Если наложить рассмотренные факторы и механизмы демократизации на траектории политической эволюции посткоммунистической России, то картина выглядит более чем противоречивой. На первый взгляд, все факторы успешной демократизации в нашей стране как будто бы налицо. Россия по мировым меркам обладает вполне благоприятным с точки зрения демократии уровнем социально-экономического развития – уровень ВВП на душу населения в 10 000 долларов США (в пересчете по паритету покупательной способности), который специалисты рассматривают в качестве критического порога для устойчивого выживания демократии [53] , наша страна миновала еще в середине 2000-х годов. Индекс человеческого развития в России хотя и отстает от ряда развитых европейских стран, но существенно выше среднемирового, да и уровень социально-экономического неравенства, хотя и заметно вырос в постсоветский период, не сравним с тем разрывом в доходах и социальных возможностях, который отмечается во многих демократических странах Латинской Америки. Также, Россия – достаточно гомогенная страна в этническом и религиозном отношении: примерно 4/5 ее населения – это русские, потенциал для конфликтов на национальной и религиозной почве относительно невысок (за исключением регионов Северного Кавказа), да и сепаратистские тенденции нигде, кроме того же Северного Кавказа, не создавали неустранимых вызовов единству страны. Казалось бы, все эти факты как будто подкрепляют аргументы «оптимистов» по поводу перспектив демократии в России.

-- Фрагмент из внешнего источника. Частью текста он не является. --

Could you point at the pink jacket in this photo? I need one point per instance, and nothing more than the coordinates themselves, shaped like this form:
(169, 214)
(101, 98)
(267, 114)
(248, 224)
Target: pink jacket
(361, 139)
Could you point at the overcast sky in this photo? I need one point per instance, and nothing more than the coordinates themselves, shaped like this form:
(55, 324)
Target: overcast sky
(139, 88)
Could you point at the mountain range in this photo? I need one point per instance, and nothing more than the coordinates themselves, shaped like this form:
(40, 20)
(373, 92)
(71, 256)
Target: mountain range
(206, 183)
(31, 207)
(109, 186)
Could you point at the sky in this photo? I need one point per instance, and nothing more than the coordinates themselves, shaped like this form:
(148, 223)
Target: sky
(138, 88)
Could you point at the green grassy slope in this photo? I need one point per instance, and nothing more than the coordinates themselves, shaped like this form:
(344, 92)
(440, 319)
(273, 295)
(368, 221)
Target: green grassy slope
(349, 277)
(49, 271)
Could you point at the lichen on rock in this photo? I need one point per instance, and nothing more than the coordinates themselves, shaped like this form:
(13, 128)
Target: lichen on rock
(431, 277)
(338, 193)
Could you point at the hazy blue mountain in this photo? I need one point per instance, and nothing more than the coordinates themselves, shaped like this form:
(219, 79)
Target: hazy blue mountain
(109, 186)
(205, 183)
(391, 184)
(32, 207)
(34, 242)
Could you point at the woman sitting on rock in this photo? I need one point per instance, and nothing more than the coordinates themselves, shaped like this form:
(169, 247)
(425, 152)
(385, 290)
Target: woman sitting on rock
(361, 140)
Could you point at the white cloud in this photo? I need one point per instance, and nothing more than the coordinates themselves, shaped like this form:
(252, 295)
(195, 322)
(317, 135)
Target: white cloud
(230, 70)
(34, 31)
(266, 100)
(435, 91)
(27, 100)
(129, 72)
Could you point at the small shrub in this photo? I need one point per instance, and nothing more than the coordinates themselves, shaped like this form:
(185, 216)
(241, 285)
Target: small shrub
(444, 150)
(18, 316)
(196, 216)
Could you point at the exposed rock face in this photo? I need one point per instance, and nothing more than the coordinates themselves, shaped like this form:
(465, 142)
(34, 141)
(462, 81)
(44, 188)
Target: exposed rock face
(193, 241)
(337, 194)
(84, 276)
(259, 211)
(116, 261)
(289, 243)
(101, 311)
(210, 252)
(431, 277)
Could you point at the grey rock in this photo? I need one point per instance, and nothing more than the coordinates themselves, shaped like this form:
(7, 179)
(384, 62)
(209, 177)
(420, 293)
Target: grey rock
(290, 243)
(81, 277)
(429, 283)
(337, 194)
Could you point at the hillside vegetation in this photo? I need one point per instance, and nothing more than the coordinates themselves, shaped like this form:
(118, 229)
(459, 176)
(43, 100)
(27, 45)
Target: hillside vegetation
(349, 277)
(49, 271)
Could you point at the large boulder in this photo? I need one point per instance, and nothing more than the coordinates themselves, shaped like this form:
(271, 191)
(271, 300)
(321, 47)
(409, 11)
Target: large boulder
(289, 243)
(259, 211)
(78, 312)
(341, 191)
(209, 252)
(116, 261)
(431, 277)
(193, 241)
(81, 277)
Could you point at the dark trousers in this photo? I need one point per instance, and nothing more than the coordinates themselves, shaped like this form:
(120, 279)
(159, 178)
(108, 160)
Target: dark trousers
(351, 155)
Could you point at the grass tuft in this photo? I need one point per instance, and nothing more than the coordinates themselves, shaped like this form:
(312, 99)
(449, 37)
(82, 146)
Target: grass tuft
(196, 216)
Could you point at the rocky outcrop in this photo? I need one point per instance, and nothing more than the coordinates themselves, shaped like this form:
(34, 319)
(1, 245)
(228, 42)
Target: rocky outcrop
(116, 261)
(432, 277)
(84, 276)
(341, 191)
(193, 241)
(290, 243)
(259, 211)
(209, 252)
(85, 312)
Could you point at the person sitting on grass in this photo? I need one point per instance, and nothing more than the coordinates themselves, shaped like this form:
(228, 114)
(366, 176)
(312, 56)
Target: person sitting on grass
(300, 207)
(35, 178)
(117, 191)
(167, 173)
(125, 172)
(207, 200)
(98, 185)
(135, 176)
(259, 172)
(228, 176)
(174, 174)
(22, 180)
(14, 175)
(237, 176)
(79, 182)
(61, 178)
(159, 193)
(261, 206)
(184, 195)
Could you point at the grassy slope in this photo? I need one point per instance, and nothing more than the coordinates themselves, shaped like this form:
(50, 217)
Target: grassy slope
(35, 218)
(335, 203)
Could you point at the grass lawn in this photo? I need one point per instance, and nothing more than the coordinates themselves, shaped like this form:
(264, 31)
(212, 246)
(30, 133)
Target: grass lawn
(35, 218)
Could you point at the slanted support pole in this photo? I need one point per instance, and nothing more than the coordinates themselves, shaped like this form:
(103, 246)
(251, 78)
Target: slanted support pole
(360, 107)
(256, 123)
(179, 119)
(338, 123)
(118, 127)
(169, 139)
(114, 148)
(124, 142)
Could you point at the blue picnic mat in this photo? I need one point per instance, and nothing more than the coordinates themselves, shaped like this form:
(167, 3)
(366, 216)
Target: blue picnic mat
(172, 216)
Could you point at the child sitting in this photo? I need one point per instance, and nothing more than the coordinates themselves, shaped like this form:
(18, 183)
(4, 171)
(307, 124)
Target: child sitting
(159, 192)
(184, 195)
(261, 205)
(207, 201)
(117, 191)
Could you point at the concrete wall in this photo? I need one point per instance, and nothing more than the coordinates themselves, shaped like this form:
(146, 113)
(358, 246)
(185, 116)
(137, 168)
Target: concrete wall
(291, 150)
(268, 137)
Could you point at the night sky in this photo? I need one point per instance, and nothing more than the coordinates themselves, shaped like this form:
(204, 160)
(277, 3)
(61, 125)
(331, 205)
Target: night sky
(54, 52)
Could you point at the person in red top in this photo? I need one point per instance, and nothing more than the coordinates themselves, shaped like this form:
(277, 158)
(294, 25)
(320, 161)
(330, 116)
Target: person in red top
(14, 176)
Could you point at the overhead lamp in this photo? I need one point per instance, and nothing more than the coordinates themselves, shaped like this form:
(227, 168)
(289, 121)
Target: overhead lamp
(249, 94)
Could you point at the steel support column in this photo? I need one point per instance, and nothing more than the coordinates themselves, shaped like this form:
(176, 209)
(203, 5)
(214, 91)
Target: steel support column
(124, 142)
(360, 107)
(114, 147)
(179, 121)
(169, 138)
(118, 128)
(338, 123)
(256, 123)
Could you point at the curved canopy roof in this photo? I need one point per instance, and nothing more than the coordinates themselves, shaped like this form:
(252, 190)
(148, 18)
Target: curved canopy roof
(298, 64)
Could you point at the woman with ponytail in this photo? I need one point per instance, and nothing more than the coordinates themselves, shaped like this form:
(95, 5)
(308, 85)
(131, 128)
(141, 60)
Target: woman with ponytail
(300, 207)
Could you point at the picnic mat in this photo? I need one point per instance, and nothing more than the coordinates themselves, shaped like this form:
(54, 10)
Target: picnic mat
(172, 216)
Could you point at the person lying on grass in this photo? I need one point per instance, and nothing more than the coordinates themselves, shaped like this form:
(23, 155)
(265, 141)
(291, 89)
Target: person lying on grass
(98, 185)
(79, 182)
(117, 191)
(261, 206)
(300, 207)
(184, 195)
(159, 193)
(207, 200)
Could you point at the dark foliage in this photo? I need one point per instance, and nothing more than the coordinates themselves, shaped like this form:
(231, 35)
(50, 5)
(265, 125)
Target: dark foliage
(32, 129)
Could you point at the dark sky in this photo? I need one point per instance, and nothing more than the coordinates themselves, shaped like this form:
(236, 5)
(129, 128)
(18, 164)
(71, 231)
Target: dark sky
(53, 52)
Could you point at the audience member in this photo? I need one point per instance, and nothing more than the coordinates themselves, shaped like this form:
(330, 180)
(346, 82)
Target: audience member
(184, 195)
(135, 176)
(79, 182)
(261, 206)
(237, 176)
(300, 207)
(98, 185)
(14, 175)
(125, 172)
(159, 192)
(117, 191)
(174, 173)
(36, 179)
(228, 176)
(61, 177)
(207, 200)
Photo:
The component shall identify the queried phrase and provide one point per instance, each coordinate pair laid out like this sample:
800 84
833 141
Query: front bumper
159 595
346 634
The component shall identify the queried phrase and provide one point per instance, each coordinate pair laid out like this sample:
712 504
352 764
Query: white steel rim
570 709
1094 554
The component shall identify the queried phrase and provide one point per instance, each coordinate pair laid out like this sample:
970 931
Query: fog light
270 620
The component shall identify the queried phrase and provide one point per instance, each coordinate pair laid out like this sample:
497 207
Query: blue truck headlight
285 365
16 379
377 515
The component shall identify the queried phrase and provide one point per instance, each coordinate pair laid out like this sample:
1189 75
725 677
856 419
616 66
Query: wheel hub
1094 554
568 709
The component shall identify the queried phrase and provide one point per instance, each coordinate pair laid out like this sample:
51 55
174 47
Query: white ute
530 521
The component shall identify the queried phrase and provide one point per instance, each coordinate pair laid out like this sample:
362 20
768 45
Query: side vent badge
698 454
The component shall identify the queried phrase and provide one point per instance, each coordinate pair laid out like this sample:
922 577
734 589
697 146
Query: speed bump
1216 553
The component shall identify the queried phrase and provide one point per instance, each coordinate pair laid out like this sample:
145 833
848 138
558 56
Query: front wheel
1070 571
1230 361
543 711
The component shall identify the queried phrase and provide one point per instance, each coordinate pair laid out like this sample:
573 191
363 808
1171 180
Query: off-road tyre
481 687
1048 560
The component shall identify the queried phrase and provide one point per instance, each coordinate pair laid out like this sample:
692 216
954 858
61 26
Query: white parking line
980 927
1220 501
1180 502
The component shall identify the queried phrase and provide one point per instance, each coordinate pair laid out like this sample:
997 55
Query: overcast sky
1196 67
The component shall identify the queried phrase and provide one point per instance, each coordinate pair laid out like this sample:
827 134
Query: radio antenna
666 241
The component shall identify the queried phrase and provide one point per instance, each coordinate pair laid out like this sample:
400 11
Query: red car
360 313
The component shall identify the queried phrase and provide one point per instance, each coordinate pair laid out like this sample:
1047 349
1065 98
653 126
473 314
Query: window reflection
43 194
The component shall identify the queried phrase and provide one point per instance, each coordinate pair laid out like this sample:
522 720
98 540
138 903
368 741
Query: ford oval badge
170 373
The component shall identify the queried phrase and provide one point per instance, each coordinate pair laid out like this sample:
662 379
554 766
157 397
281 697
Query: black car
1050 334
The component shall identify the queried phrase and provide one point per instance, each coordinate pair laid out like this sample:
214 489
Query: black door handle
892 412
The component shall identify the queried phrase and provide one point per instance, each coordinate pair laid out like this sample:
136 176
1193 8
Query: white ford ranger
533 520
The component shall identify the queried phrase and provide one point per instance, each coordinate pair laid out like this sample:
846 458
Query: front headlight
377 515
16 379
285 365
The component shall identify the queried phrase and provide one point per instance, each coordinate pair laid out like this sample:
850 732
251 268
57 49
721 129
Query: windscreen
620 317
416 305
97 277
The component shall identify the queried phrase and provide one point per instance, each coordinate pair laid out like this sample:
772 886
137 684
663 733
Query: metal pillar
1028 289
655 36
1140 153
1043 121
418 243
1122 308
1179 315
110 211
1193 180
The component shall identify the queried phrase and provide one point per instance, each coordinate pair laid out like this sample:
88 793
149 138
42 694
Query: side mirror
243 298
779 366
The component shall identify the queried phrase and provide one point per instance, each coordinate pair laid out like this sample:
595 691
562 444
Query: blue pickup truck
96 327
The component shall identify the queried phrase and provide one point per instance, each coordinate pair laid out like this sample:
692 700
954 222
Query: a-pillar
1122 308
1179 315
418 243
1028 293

Вместе с тем, ни один из механизмов демократизации в постсоветский период российской истории так и не сработал (по крайней мере, пока), и на практике в стране отмечались совершенно иные политические тенденции.
53
См.: Przeworski A. et al., Op. cit.
Во-первых, массовое общественное участие в российской политике после распада СССР и вплоть до декабря 2011 года не играло первостепенной роли. Хотя период 1989–1991 годов в нашей стране был отмечен крупномасштабной массовой мобилизацией населения против режима власти КПСС и волной протестных движений [54] , позднее эта волна пошла на спад, не оставив заметного следа. Даже глубокий и длительный трансформационный спад в экономике в 1990-е годы не вызвал в последующее десятилетие значительных по масштабу проявлений массовой мобилизации против политики правительства России, а единственными сколько-нибудь заметными их проявлениями в 2000-е годы стали лишь выступления пенсионеров против так называемой монетизации льгот, прошедшие в ряде городов в начале 2005 года. Более того, американский политолог Грэм Робертсон, проанализировав данные ведомственной статистики МВД России о масштабах забастовок в различных регионах страны во второй половине 1990-х годов, сделал вывод о том, что наибольшее влияние на размах протеста в тот период оказали конфликты между губернаторами и федеральным Центром. Проще говоря, немалая часть забастовок была инспирирована и поддержана региональными властями в качестве средства «выбивания» из Москвы выплат по многочисленным долгам, а массовое участие выступало лишь инструментом в этой борьбе элит [55] . Неудивительно, что властям длительное время успешно удавалось справляться со спонтанно возникавшими в разных регионах страны разнообразными проявлениями общественного недовольства (от экологических движений до обманутых «дольщиков»), локализуя протесты на местном уровне и не допуская их разрастания в масштабах страны в целом, а тем более – перехода требований общественных движений на уровень призывов к реформе политической системы (что как раз и происходило в 1989–1990 годах). Сугубо политический протест в России, по меньшей мере после 1993 года, оставался уделом тонкого слоя «несогласных» активистов, не оказывавших заметного воздействия на политический процесс в стране. Тем более неожиданной для многих наблюдателей оказалась новая волна политической мобилизации после парламентских выборов 2011 года, о которой подробнее речь пойдет в главе 5.
54
См.: Fish M.S. Democracy from Scratch: Opposition and Regime in the New Russian Revolution, Princeton: Princeton University Press, 1995; Urban M. et al, The Rebirth of Politics in Russia. Cambridge: Cambridge University Press, 1997.
55
См.: Robertson G. Strikes and Labor Organization in Hybrid Regimes // American Political Science Review, 2007, vol. 101, N4. P. 781–798.